Temperatures in the frigid continent, bigger than the U.S. and Mexico combined, are important because its ice sheets hold enough water to raise sea levels by 57 meters (187 feet) if they ever melted. The desolate mass of ice holds the record-low temperature, measured at minus 89 Celsius by the U.S. National Climatic Data Center. Winds of 200 miles per hour (124 kilometers per hour) are frequently measured.

Antarctica had represented the biggest gap in United Nations knowledge about the recent evolution of the Earth’s temperatures and extent of global warming, a phenomenon that has been widely found in the Arctic at the earth’s other extreme.

Ice Shelves Breaking

The UN has supervised climate research for decades and has led negotiations that produced the only international treaties to stem global warming.

The study indicates that the breakup of ice shelves already seen in the Antarctic Peninsula, a spit of land reaching toward South America, may “eventually” extend to other parts of the continent, Steig said in a telephone interview.

“The fact that the warming that is appearing on the peninsula extends way down into West Antarctica would suggest that eventually, if that trend continues, ice shelves in West Antarctica are also going to similarly be affected,” Steig said, pointing to a timeframe of “hundreds of years.”

Ice shelves rest on the ocean and don’t raise sea levels when they break up. Even so, their loss removes a barrier to the flow of melting land-based ice sheets toward the sea.

Most ground-based temperature measurements from Antarctica began in 1957, and the data is largely from coastal areas. Gauging the vast interior by satellite didn’t begin until 1979. Steig’s team used mathematical models to establish the relationship between the ground and satellite measurements between 1979 and 2006 and then used the correlation they found to calculate temperatures for the interior going back to 1957.

Cooling Controversy

The UN in 2007 produced its largest assessment ever of climate change, pointing to planet-wide warming while signaling “a cooling over most of interior Antarctica,” a phenomenon emphasized by Crichton, who died in November, in his novel “State of Fear” (HarperCollins, 2004.)

The book, one of many in the last decade that stirred popular debate over climate change, prompted rebuttals by scientists.

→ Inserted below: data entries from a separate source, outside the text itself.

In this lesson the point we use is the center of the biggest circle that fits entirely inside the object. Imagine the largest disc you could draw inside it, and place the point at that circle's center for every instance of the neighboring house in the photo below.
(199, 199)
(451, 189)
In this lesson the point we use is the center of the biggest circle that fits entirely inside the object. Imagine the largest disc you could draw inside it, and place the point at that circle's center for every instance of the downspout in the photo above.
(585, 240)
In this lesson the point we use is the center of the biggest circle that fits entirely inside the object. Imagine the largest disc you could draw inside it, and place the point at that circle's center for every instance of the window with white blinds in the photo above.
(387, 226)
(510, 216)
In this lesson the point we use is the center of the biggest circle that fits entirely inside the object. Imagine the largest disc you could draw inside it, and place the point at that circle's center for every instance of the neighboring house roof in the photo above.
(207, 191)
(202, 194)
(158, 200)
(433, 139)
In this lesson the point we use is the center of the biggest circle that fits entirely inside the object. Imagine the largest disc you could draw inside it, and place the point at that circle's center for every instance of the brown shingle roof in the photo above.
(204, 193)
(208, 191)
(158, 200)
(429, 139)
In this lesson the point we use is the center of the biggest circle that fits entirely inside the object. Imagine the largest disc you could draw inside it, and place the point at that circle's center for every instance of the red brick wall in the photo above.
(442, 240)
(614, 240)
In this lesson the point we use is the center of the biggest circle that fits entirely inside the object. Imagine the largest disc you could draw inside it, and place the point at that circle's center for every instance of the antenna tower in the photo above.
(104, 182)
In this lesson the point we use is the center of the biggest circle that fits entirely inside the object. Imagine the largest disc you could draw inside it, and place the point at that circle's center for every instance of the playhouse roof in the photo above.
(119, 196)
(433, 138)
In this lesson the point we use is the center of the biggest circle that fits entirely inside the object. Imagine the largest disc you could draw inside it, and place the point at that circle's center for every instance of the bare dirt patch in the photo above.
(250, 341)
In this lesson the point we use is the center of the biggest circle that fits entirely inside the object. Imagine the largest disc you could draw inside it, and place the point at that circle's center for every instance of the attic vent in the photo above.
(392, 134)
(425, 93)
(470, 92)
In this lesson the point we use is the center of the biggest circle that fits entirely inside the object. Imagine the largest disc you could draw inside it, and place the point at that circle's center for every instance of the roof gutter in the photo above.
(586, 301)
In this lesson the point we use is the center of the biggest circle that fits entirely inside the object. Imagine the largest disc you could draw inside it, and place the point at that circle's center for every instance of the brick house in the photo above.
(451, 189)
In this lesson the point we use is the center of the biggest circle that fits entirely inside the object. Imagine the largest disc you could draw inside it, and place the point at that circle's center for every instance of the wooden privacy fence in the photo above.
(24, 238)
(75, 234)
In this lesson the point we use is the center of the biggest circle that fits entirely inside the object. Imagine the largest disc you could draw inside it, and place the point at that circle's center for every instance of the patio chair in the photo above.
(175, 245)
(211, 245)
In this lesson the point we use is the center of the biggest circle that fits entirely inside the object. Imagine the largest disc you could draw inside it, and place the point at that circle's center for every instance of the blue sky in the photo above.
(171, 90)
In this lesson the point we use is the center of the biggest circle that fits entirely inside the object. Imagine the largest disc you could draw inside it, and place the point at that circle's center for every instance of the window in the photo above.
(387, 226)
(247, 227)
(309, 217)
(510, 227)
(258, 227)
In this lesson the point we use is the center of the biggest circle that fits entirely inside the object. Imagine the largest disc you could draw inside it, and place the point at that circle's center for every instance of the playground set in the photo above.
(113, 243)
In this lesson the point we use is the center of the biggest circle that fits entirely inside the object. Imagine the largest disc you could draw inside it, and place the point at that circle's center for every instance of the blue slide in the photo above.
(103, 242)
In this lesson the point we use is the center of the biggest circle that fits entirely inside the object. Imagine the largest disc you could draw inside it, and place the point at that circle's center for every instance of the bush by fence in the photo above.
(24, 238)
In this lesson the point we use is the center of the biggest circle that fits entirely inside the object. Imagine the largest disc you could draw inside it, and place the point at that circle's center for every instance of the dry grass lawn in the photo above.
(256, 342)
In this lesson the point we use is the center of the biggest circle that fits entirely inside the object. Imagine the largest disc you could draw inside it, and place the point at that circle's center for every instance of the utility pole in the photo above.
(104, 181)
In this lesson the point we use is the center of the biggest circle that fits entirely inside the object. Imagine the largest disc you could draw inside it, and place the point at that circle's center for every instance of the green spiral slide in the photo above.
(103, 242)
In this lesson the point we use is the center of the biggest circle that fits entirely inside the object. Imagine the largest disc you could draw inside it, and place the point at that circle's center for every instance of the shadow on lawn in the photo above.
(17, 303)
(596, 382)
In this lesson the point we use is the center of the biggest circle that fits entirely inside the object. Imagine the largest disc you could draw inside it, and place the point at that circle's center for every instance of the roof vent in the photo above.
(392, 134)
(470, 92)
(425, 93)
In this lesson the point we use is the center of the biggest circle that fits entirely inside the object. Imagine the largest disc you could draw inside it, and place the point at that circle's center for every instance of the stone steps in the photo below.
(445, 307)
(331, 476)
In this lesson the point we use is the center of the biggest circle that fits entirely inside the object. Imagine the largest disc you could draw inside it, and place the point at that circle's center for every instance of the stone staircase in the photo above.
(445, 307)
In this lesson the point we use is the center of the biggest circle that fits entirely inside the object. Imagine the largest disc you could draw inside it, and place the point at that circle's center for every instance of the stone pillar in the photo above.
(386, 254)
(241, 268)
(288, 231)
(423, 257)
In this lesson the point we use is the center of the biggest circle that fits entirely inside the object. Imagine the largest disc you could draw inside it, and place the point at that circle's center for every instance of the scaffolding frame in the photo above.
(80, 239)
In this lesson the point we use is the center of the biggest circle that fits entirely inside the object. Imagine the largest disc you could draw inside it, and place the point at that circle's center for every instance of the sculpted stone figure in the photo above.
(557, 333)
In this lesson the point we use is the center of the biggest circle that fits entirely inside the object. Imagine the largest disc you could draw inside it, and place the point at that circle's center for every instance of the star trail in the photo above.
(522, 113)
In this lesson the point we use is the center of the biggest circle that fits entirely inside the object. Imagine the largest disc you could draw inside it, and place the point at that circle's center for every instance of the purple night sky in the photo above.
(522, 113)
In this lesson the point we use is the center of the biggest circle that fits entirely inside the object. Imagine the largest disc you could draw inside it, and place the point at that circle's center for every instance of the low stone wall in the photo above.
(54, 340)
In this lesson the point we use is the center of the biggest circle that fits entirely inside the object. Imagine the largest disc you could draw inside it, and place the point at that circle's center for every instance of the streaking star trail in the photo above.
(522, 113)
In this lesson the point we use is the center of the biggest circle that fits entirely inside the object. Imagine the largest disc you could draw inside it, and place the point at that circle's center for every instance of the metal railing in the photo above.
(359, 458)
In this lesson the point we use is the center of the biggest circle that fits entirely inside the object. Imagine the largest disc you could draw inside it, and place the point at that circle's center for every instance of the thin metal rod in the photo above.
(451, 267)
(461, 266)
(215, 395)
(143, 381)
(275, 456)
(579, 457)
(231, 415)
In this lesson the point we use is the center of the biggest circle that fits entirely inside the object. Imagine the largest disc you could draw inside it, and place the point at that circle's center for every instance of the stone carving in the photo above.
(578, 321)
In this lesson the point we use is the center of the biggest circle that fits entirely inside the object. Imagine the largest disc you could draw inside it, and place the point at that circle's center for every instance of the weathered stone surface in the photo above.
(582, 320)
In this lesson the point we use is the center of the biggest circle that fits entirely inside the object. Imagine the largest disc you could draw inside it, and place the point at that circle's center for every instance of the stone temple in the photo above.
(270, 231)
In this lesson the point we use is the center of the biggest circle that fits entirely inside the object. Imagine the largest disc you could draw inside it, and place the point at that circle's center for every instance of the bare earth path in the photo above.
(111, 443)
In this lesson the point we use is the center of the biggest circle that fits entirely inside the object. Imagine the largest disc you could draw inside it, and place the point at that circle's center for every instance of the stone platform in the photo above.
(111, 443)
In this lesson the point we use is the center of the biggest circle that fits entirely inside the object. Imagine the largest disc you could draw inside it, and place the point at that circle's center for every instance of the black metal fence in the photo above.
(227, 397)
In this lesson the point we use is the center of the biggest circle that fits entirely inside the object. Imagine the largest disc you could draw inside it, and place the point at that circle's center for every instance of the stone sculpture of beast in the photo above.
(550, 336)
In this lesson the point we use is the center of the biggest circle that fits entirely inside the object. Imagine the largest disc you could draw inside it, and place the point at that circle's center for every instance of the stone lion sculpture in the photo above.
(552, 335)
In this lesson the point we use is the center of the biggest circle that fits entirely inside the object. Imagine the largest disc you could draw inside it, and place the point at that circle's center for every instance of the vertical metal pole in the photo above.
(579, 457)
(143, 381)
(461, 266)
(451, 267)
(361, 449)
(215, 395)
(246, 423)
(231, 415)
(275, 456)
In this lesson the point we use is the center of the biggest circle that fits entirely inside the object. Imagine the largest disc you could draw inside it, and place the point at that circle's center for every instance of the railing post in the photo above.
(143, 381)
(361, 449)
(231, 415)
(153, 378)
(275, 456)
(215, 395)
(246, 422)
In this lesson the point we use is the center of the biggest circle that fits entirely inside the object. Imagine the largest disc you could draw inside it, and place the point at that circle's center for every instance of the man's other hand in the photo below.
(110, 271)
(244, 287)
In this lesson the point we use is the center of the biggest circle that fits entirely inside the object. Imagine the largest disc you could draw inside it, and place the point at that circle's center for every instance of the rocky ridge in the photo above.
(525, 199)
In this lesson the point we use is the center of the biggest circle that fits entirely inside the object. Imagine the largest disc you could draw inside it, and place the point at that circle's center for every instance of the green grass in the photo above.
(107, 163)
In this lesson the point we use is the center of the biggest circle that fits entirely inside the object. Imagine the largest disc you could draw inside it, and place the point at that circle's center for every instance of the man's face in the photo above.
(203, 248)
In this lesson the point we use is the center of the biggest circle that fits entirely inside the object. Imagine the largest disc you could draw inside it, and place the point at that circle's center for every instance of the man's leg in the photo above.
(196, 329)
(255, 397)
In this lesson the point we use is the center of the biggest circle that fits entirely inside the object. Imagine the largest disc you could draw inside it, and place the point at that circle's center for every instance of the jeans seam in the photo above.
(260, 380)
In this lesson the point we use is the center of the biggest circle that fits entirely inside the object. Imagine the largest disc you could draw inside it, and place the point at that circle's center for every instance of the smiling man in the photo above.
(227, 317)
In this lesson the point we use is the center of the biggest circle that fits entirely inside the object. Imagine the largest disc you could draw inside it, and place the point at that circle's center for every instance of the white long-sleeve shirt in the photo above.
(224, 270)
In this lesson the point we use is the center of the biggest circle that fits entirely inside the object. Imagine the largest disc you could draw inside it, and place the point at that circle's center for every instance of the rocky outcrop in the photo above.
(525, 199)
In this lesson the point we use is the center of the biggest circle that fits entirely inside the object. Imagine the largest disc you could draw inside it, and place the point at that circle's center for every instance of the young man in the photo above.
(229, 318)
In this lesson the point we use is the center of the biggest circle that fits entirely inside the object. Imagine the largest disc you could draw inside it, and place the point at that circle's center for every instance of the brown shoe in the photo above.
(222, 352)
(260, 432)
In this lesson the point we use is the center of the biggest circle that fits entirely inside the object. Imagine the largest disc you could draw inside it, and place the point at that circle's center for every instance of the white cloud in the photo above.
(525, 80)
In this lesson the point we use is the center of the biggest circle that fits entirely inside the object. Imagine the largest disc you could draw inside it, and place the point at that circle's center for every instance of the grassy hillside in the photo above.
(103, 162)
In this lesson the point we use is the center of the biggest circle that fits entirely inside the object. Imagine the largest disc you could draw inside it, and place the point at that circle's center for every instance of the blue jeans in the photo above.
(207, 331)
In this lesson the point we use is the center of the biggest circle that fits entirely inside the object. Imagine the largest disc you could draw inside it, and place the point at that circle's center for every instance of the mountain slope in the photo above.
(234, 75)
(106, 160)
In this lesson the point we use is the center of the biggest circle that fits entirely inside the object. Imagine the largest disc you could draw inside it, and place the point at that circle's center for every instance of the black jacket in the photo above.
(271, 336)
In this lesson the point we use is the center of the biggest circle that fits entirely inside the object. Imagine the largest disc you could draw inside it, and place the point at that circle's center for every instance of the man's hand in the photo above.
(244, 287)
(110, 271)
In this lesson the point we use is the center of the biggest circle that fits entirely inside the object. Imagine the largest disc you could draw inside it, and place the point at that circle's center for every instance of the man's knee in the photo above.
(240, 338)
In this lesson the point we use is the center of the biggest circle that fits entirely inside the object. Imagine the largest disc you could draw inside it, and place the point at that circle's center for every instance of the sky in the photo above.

“Readers may understandably take away some misconceptions from his book,” the Cambridge, Massachusetts-based Union of Concerned Scientists writes on its Web site about Crichton’s novel. Cooling trends in some parts of the world, “including the Antarctic interior, which Crichton makes much of,” is “fully compatible with the physics on which climate models are based,” the union says.

500 Billion Tons

The UN’s 2007 report included temperature-change maps that showed the bulk of Antarctica colored gray, an indication of insufficient data. “Significant warming” was taking place in the Antarctic Peninsula, it said.

The effects of warming in the Antarctic Peninsula have been dramatic. In 2002, the Larsen B ice shelf collapsed, with 500 billion tons of ice breaking up into icebergs in less than a month. The larger Wilkins ice sheet, which is further south, lost 1,000 square kilometers (386 square miles) in 1998 and began to break up further last February.

Over the past 50 years the Antarctic Peninsula warmed an average of 0.11 degrees Celsius a decade, West Antarctica gained 0.17 degrees every 10 years and temperatures in East Antarctica rose by 0.1 degrees, Steig’s team found. The data from the east had a margin of error of 0.07 degrees, meaning the actual warming may be close to zero.